Nina has dedicated her life to the Sami cause and helped to write a Kildin dictionary.
“When the dictionary was completed, we made sure that every Sami family got one. Free. You talk about the silent battle, but my mouth can never be quiet. I will always fight for the acts of Sami life, people and culture.”

“What I fear is that I will be unable to stop the development. I do not know whether my culture is going to survive. As long as I live, the Sami live in me. Therefore, there is here and now.”

Susann sees it as a life mission to fight against the injustices committed. She has taken legal doctorate and has become the equal rights expert at the University of Tromsø.

“This is my workplace, the Legal Faculty. Everything here is signposted in both Norwegian and Sami. I think that’s very nice. Here is the first book I wrote, the first exposition of the equal rights of all. Sami are portrayed as stupid and drunks. What’s printed about them in the media, it is only about conflict. It’s tabloid spreads that are in the media in Norway today. And there is of course a role in shaping people’s perception of what Saminess is.”

To modify the negative focus Susann and her friends have chosen to be proud Sami and reveal their culture. A portion of this thread started Riddu Riddu Festival in the 90s. Today it is one of the world’s biggest cultural festivals of indigenous peoples. It is not just any festival.

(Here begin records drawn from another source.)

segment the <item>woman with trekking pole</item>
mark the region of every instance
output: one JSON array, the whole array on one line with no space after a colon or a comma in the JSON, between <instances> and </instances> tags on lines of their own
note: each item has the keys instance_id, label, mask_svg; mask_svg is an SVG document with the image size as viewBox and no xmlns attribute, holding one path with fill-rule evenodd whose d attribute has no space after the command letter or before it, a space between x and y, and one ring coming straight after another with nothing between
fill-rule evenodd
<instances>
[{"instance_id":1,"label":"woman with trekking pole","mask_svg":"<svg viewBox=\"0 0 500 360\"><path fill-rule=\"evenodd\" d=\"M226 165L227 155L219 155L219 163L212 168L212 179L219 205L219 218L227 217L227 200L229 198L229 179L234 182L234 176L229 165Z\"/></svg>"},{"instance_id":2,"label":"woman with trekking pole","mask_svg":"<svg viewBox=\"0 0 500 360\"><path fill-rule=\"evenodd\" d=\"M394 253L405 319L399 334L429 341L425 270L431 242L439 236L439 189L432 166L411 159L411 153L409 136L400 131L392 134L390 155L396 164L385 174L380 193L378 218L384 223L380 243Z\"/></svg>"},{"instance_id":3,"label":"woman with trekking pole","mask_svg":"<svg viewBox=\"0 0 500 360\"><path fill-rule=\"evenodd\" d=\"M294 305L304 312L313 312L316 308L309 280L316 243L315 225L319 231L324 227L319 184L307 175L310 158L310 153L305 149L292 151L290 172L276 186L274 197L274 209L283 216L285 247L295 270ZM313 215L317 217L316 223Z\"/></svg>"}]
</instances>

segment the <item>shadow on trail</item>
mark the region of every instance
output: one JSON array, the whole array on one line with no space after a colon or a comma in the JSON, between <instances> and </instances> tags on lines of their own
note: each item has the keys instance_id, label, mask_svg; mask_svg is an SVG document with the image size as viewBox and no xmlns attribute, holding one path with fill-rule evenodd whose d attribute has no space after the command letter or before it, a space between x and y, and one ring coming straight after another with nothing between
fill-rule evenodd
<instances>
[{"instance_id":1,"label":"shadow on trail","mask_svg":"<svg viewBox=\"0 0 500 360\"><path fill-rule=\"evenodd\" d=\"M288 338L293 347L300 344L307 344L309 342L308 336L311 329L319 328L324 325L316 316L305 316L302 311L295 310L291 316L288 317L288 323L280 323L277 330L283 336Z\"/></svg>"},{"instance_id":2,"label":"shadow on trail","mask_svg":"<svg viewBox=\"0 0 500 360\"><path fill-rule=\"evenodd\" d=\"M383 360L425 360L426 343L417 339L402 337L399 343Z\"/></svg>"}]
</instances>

First and foremost, it is a symbol of revitalized coastal Sami culture.

“Riddu Riddu has primarily been an annual event with the message: ‘Yes, here live the Sami. We are alive and kicking!’ We are not reindeer, we go to university and we are not so traditional as one might think. But we live here, and we celebrate it every summer. This is a very special festival, a treasure that we have in Norway. It’s easy for me to be proud to be Sami. I was born with gold pants [a silver spoon] and a golden ticket in a Norwegian society and can choose the positive. I may be a Norwegian one day and Sami the other day.”

“It was a great shame for many of our ancestors being Sami on the occasion of assimilation. Therefore, I feel that we are not carrying the same shame, we have a responsibility to bear pride.”

“If I could choose any generation to belong to, I would choose my generation, not my parents or grandparents. I have all the possibilities they did not, especially with regard to Sami language and culture I have. We have the role of victim, of course we must not forget our history, but the responsibility is ours. It is up to us. We all have opportunities.”